Gegen den Strafbefehl hatte der Angeklagte Einspruch eingelegt. Ihm war zum einen vorgeworfen worden, am Abend des 6. Juli vorigen Jahres den vierjährigen Sohn mit einer Rolle Küchenpapier geschlagen und ihm dadurch eine Schnittverletzung und Schmerzen zugefügt zu haben. Am 21. August gegen 23 Uhr, so der andere Tatvorwurf, habe er die Frau, der er eine Wohnung vermietet hat, dort aufgesucht und einen Faustschlag ins Gesicht verpasst. Bei dieser Gelegenheit habe er sie auch noch als Hure beschimpft.
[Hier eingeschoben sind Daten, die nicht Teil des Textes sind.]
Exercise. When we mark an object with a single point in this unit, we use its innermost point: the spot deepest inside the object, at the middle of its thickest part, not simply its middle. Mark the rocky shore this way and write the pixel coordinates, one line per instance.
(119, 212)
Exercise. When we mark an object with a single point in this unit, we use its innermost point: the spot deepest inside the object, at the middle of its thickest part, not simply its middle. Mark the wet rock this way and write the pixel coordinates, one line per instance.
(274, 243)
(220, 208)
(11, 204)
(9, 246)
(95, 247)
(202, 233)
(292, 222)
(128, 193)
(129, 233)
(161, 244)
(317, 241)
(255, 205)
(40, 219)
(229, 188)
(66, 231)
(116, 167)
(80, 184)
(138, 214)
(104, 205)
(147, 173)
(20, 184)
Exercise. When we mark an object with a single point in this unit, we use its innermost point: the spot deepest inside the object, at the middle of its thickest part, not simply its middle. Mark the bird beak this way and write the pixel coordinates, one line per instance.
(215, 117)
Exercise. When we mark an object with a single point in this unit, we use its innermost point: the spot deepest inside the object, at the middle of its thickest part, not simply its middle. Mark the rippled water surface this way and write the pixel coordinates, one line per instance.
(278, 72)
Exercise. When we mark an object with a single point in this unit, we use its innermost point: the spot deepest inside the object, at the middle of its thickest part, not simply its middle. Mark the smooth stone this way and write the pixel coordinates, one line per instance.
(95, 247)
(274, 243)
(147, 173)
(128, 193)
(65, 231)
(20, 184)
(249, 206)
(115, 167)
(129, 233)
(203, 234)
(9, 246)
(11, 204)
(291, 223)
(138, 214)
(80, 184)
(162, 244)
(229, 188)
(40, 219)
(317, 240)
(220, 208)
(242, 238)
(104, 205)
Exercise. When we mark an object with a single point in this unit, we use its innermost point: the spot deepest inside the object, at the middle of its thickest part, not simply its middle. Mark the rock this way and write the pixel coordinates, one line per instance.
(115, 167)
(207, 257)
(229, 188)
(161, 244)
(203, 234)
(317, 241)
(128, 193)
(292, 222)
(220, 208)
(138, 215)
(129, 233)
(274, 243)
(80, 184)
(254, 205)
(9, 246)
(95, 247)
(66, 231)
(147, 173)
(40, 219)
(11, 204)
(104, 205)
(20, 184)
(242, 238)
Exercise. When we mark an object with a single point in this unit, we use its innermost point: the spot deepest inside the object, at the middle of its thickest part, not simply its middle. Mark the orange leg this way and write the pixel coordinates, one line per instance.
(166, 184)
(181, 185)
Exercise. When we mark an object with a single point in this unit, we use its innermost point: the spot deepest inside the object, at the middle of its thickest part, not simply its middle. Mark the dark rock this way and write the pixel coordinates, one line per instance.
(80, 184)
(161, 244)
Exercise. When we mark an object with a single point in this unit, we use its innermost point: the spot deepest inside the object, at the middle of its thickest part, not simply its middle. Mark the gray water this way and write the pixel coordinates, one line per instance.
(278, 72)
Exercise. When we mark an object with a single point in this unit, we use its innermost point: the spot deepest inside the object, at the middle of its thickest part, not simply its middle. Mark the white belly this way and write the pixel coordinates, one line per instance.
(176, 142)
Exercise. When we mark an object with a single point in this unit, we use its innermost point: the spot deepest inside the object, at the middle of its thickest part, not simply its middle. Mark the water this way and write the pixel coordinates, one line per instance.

Dass er sich möglicherweise unschöner und nicht jugendfreier Ausdrucksweise bedient habe, räumte der Angeklagte zwar ein, bestritt aber die ihm vorgeworfenen Tätlichkeiten. Laut Aussage der Frau bei der polizeilichen Vernehmung war der 75-Jährige bei ihr aufgetaucht, als das Kind gerade mit einer Rolle Küchenpapier
spielte. Aus Missfallen über die Verschwendung soll er ihm die Rolle entrissen und ihm an den Kopf geschlagen haben. So etwas sei schon häufiger vorgekommen: „Er ist nicht normal.“Das Kind habe deshalb schon Angst vor ihm. Verteidiger Gisbert Luz zog indes in Zweifel, dass mit einer nicht abgewickelten Papierrolle eine Verletzung verursacht werden könne. Auf einem Handyfoto, das die 34-Jährige als Beweis vorlegte, vermochte Richter Ralf Bürglen allenfalls einen schwachen Fleck erkennen. Für den Verteidiger war klar: „Das ist doch keine Schnittverletzung.“
An den Vorfall vom 21. August offenbarte die Zeugin erhebliche Erinnerungslücken. Sie berichtete, dass der Angeklagte erst vor drei Wochen plötzlich in ihrer Dusche aufgetaucht sei und sie ständig drangsaliere. Von einem Faustschlag war aber keine Rede mehr: Der Angeklagte habe sie lediglich geschubst. Dass ihre Aussage vor Gericht nicht mit der im Vernehmungsprotokoll der Polizei übereinstimme, sei auf Missverständnisse durch die auf Englisch geführte Konversation zurückzuführen, vermutet die Frau. Dass er sie eine Hure genannt habe, stritt der 75-Jährige nicht ab. „Das dürfen Sie nicht sagen“, betonte Bürglen. Die Äußerung sei strafbar. Außerdem: „Prostitution ist in kleineren Städten und Gemeinden nicht erlaubt.“Der Angeklagte hatte zudem Plakate mit dem Bild der Geschädigten aufgehängt: „Sex mit ... für eine Woche 500 Euro.“
Von den Aussagen der Zeugin war auch der Vertreter der Staatsanwaltschaft nicht überzeugt. Die Vorwürfe hinsichtlich der Körperverletzung hätten sich nicht bestätigt, weshalb das Verfahren im einen Fall einzustellen und der Angeklagte im anderen Fall freizusprechen sei. Für die Beleidigung forderte er eine Geldstrafe von 20 Tagessätzen zu je 50 Euro, der Verteidiger zehn Tagessätze. Richter Bürglen kam in seinem Urteil auf 15 Tagessätze. Der Angeklagte sei zur Nachtzeit ungebeten in die Wohnung gekommen, die Aussage sei „unter der Gürtellinie“, durch die Plakataktion noch unterstrichen. Im Urteil kam ein Härteausgleich zum Tragen, nachdem der Angeklagte erst vor Kurzem wegen vorsätzlicher Körperverletzung und Freiheitsberaubung zu 115 Tagessätzen verurteilt worden war und die Strafe bereits gezahlt hat. Bei Bildung einer Gesamtstrafe wäre er damals besser davon gekommen.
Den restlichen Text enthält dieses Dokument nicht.